Viele Kinder, die zur Erholung verschickt wurden, landeten in Heimen, in denen nicht Fürsorge, sondern Gewalt, Entwürdigung und systematischer Medikamentenmissbrauch an der Tagesordnung waren.
Vereinsvorsitzender Detlef Lichtrauter auf dem Podium der Landespressekonferenz
Als Vertreter der Verschickungskinder war Detlef Lichtrauter, Vorstandsvorsitzender des AKV-NRW e.V., eingeladen, auf dem Podium der Landespressekonferenz zu sprechen. Lichtrauter war selbst als 12-jähriger Junge in das Kindersanatorium Haus Bernward in Bonn-Oberkassel verschickt worden – ein Heim, das auch in der Studie Erwähnung findet. Dort sollen Kinder „bis zum Umfallen“ sediert worden sein.

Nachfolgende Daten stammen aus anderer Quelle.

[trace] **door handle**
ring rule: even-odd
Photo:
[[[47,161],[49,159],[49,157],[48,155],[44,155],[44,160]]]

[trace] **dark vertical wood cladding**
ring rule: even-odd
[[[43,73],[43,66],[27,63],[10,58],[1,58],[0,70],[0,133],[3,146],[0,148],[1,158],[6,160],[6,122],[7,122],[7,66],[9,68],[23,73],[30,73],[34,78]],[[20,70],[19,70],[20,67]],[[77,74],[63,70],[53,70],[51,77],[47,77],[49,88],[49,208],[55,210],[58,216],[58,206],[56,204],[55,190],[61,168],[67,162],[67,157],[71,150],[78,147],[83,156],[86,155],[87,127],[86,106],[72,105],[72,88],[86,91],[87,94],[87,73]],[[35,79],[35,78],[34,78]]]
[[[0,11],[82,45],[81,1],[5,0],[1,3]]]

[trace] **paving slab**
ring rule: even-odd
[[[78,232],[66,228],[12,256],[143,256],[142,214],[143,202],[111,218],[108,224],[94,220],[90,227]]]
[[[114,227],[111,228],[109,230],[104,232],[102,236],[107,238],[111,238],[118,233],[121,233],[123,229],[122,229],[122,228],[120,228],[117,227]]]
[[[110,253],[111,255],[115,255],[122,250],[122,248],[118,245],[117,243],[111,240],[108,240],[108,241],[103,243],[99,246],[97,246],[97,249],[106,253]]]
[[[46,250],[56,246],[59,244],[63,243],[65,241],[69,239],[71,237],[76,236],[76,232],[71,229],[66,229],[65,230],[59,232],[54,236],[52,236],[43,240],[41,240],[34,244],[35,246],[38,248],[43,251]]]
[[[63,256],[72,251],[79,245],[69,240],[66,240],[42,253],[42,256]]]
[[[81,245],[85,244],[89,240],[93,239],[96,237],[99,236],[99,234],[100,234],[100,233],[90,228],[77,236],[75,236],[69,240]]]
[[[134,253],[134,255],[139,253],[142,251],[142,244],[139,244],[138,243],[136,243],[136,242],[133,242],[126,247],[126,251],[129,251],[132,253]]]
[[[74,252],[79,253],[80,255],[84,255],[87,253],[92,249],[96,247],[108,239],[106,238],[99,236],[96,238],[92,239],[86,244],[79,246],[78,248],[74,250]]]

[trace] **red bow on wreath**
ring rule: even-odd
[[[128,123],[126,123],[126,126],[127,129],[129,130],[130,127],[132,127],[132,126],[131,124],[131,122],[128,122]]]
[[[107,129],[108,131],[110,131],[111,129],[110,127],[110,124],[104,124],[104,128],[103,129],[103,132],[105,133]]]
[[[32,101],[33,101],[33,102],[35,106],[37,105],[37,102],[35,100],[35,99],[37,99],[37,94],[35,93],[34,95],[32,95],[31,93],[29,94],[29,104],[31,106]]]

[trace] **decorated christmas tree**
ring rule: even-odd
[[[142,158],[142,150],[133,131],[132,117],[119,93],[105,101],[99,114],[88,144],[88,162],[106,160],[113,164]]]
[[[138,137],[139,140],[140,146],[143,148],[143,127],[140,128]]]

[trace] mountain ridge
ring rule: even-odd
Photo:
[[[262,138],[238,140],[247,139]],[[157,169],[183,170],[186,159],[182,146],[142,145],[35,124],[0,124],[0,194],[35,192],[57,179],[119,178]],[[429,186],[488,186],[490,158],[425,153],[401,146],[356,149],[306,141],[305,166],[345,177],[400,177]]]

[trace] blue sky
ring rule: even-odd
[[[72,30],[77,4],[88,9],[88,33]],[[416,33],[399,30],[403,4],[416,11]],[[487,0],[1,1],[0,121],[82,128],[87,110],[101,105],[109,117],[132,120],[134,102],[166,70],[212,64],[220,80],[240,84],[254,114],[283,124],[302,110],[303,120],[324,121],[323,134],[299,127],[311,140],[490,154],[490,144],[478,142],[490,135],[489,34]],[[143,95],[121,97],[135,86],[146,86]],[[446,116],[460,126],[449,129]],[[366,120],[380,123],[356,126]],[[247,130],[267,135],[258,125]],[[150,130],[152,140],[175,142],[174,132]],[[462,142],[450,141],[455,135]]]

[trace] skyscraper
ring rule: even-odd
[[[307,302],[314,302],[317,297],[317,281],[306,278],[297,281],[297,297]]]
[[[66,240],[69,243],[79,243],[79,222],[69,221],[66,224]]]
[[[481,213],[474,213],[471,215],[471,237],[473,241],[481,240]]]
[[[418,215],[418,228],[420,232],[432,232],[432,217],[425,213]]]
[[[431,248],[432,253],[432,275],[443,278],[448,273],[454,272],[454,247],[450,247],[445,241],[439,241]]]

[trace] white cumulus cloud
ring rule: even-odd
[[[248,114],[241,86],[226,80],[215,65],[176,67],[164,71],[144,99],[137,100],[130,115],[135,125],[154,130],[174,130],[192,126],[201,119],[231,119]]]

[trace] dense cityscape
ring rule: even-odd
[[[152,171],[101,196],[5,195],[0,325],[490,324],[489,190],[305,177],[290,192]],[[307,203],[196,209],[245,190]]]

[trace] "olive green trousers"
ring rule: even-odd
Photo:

„Für uns Betroffene ist diese Studie schmerzhaft, aber auch notwendig“, betonte Lichtrauter. „Sie zeigt, dass das, was wir erlebt haben, kein Einzelfall war, sondern Teil eines Systems.“
Medikamente zur Kontrolle statt zur Heilung
Die Studie macht deutlich:
- Medikamente wurden systematisch eingesetzt, um Kinder ruhigzustellen und den Heimbetrieb zu erleichtern.
- Psychopharmaka und andere Mittel wurden ohne medizinische Notwendigkeit verabreicht.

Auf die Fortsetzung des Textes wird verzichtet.